The inclusion of the civil society is equally a wise decision to involve more actors, whose contribution in the efforts to rid communities of the drug menace,will be greatly valuable.
In the Cordillera, the Department of the Interior and Local Government has spearheaded last week the launching of the BIDA campaign that aims to end illegal drugs by identifying and addressing the causes of the problem at the grassroots and focusing more on supply and demand reduction and rehabilitation of users.
We have high hopes in the success of the BIDA Program; which stands for Buhay Ingatan, Droga Ayawan; as it promises a battle that will be guided by the moral principles of respect for human life and dignity.
At the start of the war on drugs in 2016 that has since turned into bloodbath, various sectors, including the international community, have called out the Philippine government, particularly the Duterte administration, for its apparent disregard to human rights in the implementation of the campaign.
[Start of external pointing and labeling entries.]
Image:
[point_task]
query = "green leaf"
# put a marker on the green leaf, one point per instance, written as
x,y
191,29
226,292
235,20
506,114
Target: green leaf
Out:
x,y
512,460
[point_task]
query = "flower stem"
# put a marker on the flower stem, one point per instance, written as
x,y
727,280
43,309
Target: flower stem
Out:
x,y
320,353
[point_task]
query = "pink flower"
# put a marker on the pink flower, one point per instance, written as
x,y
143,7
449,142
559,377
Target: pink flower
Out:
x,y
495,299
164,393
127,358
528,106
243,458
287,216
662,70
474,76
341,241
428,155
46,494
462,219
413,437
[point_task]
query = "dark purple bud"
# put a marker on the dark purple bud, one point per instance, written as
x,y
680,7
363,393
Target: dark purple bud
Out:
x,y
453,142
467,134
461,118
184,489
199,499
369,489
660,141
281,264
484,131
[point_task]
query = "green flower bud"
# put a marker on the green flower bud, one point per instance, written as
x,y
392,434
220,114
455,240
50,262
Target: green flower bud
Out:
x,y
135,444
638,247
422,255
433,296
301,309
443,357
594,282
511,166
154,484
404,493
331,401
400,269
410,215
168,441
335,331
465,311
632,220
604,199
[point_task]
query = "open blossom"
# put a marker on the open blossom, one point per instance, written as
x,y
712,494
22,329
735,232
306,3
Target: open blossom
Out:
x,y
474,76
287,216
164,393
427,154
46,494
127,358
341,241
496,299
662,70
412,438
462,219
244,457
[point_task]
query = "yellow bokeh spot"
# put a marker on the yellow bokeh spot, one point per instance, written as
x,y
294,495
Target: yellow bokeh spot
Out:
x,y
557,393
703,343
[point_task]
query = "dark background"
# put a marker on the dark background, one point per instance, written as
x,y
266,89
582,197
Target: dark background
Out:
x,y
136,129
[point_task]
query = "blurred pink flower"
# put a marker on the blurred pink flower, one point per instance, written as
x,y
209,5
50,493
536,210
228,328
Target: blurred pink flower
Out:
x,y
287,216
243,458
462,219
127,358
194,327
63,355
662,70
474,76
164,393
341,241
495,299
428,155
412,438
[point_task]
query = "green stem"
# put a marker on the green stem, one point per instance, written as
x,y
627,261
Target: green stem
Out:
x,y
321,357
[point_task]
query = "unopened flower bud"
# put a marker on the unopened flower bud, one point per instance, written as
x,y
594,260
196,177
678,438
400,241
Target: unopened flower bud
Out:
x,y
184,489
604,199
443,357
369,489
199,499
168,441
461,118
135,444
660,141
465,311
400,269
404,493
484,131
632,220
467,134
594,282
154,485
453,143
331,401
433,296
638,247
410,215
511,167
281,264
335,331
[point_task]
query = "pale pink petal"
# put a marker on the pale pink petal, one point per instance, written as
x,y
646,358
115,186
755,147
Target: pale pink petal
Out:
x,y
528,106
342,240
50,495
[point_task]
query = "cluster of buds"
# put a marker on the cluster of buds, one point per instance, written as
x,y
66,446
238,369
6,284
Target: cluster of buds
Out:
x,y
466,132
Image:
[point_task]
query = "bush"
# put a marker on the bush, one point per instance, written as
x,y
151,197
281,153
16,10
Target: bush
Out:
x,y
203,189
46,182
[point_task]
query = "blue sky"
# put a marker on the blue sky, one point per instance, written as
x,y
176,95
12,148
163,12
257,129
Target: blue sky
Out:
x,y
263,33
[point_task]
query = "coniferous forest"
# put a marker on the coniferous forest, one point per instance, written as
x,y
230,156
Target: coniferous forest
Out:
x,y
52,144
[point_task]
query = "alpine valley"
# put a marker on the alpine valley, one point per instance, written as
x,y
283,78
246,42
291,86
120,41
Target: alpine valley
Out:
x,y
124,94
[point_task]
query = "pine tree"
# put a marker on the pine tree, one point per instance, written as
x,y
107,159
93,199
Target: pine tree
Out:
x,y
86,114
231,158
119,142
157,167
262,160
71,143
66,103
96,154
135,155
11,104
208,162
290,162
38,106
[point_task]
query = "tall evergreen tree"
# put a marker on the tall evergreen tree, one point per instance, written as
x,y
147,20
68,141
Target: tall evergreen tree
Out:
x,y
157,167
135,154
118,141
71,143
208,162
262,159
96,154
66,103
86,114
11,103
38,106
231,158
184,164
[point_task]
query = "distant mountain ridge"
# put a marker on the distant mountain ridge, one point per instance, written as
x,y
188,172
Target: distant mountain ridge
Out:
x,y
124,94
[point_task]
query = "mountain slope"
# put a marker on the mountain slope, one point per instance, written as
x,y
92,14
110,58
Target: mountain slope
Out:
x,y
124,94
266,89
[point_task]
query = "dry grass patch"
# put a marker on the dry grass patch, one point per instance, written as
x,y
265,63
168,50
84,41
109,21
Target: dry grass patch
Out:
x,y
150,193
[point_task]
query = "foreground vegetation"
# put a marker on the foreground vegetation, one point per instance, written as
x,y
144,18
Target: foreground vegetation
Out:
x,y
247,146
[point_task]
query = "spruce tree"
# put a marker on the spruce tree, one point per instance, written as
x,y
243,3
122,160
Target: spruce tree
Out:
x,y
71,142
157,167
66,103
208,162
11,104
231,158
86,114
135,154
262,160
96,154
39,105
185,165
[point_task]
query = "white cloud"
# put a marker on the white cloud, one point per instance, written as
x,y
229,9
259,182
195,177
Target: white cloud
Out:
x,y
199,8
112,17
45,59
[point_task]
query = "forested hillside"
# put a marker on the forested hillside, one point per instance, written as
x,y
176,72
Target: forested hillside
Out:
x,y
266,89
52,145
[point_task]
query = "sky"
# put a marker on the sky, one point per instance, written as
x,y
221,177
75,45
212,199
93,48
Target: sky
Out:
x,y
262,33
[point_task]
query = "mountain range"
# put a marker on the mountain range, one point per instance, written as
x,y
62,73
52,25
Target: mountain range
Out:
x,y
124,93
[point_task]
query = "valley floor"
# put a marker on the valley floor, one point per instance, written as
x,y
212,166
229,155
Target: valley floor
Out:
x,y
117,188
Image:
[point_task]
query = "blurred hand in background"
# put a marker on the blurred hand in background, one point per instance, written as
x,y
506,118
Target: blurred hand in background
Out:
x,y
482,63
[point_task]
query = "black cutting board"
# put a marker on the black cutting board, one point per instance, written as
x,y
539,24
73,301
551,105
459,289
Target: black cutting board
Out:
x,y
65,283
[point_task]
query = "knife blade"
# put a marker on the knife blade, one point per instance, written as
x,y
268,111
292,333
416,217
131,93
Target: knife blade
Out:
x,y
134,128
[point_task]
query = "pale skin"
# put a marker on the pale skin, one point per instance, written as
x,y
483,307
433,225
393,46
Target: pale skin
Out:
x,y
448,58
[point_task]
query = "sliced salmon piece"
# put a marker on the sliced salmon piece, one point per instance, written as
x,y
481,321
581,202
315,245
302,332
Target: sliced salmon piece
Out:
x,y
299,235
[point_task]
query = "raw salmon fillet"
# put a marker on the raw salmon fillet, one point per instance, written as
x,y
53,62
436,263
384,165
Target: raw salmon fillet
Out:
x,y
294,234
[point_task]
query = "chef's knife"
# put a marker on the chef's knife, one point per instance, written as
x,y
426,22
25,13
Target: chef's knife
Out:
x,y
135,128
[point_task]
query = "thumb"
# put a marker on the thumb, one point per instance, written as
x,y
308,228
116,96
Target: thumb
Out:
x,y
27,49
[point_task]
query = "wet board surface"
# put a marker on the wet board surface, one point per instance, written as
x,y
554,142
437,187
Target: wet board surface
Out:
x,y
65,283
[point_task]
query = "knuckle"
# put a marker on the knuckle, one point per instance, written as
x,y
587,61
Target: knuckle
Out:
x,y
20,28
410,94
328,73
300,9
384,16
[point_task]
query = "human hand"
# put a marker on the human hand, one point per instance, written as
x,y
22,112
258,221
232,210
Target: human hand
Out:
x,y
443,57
We do not want a repeat of this grim scenario under the Marcos administration, which is why we welcome the new approach in the war on drugs, as it puts premium to valuing human rights and dignity.
The BIDA program aims to stop the number of individuals and lives destroyed by illegal drugs. So far, more than 300,000 drug-related cases and arrests have been documented and have been made. This includes the significant number of young individuals aged four to 17 years old falling victims to illegal drugs.
We count on the sincerity and efficiency of the regional line agencies, barangay officials and tanod, law enforcement agencies, the youth and religious sectors, and civil society organizations in crafting and implementing initiatives to address the problem on illegal drugs that has been gripping the country for years now.
Surely, each sector can contribute a thing or two in attaining the objectives of the campaign.
We hope the civil society, which is mostly working in the communities, will share the factors that lead community members to engage in drugs use to guide decision-makers, especially the government, in crafting programs that would really address the root causes of illegal drugs problem.
On the part of the government, we look forward to a more sincere implementation of policies that will also target groups and individuals controlling the drug trade.
We also want to see more drug manufacturers put behind bars.
Meantime, our position remains: If the government is serious about addressing the problem on illegal drugs, it should go after the big fish and not only focus on the fry.
More importantly, we also saw the need for those behind the BIDA program to include accountability to ensure those who commit abuses, particularly disrespect for human rights and dignity, or those who resort to extra-judicial killing, in the conduct of anti-drug campaign be held liable and brought to justice.